過労死
とっくに国際語になってしまったKaroshi, それどころかkaro-jisatsu (過労自殺)という言葉まで目にする。Karoshiは2000年はじめころにはすでに英語圏の辞書に載っており、その前から使われていたらしい。寡聞にして知らず、私が実際に聞いたのは前回の2007‐08年のベルギー滞在である。そのときどんなにショックだったか!
個人的にはあのベルギー滞在の「三大ビックリ」のひとつと数えている。ちなみに他の二つはデスノート絡みのKIRA殺人事件KIRA(キラ)がブリュッセルに現れた日 デスノート・ NARUTO(+KANA出版の紹介) -
それと日本女性の名前がついたランジェリーシリーズ。外国で出会うニッポン・絵文字の裏の意味・忍者募集&忍者学入試三重大大学院 -
そしてビックリの三つめが Karoshi問題。ある日TVをつけると、日本語が聞こえたので何のニュースだろうと思ったら過労死のことだった。トヨタの自動車工場で働いていた夫を2002年に過労死で亡くした内野博子さんがインタビューに答えていたのだ。内野さんはこのほど裁判で労災認定を勝ち取ったということだった。(2007年11月判決)
インタビュー自体はベルギーの独自取材ではなかったが、”Karoshi ”が普通名詞化されていることに私は衝撃を覚えた。またそのころ、日本の過酷な労働状況を解説する新聞記事なども読んだ。
*カイゼンは業務か、それとも自己研鑽か--『QC』を業務と認めるトヨタ過労死裁判の波紋 | オリジナル | 東洋経済オンライン | 経済ニュースの新基準
自殺はサムライの伝統?
過労死や日本人の労働観を解説しているサイトがあったので、ざっくり訳してみる。

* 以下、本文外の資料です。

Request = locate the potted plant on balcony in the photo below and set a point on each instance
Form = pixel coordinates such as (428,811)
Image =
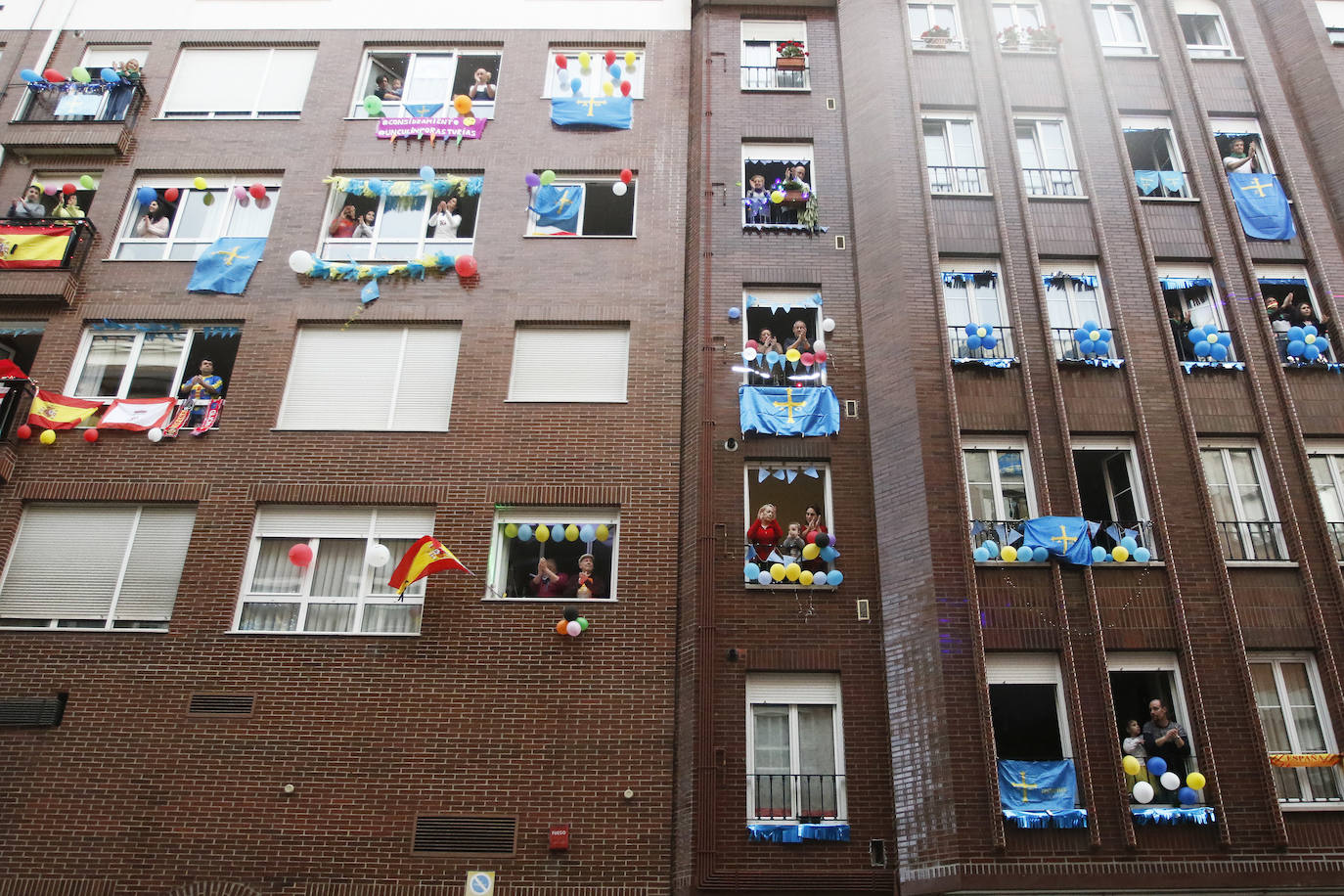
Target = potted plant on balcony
(791,55)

おいおい、とツッコミを入れたい気持ちをグッと抑えて読んでください。
Karoshi: dood door overwerk | Mens en Samenleving: Sociaal cultureel
”日本政府は「過労死」の実態について1992年にはすでに認識していた。原因は、長時間労働、少ない休暇、業績へのプレッシャーなどである。
公的には年に60~100件と報告されているが、実際はそれでは収まらないだろう。鬱病や燃え尽き症候群などになったり、過労による自殺(karo-jisatsu)も多い。
日本人は生涯、一つの会社組織に身を捧げて働く。会社も福利厚生や昇格などで社員の面倒をみるから、いわば相互依存関係でつながっている。会社が人生のすべてだと考える人にとって、業績が悪いのは実に不面目なことである。組織内で孤立し、苦悩して自殺に走る人もいる。メンツを重要視するサムライの時代からの伝統である。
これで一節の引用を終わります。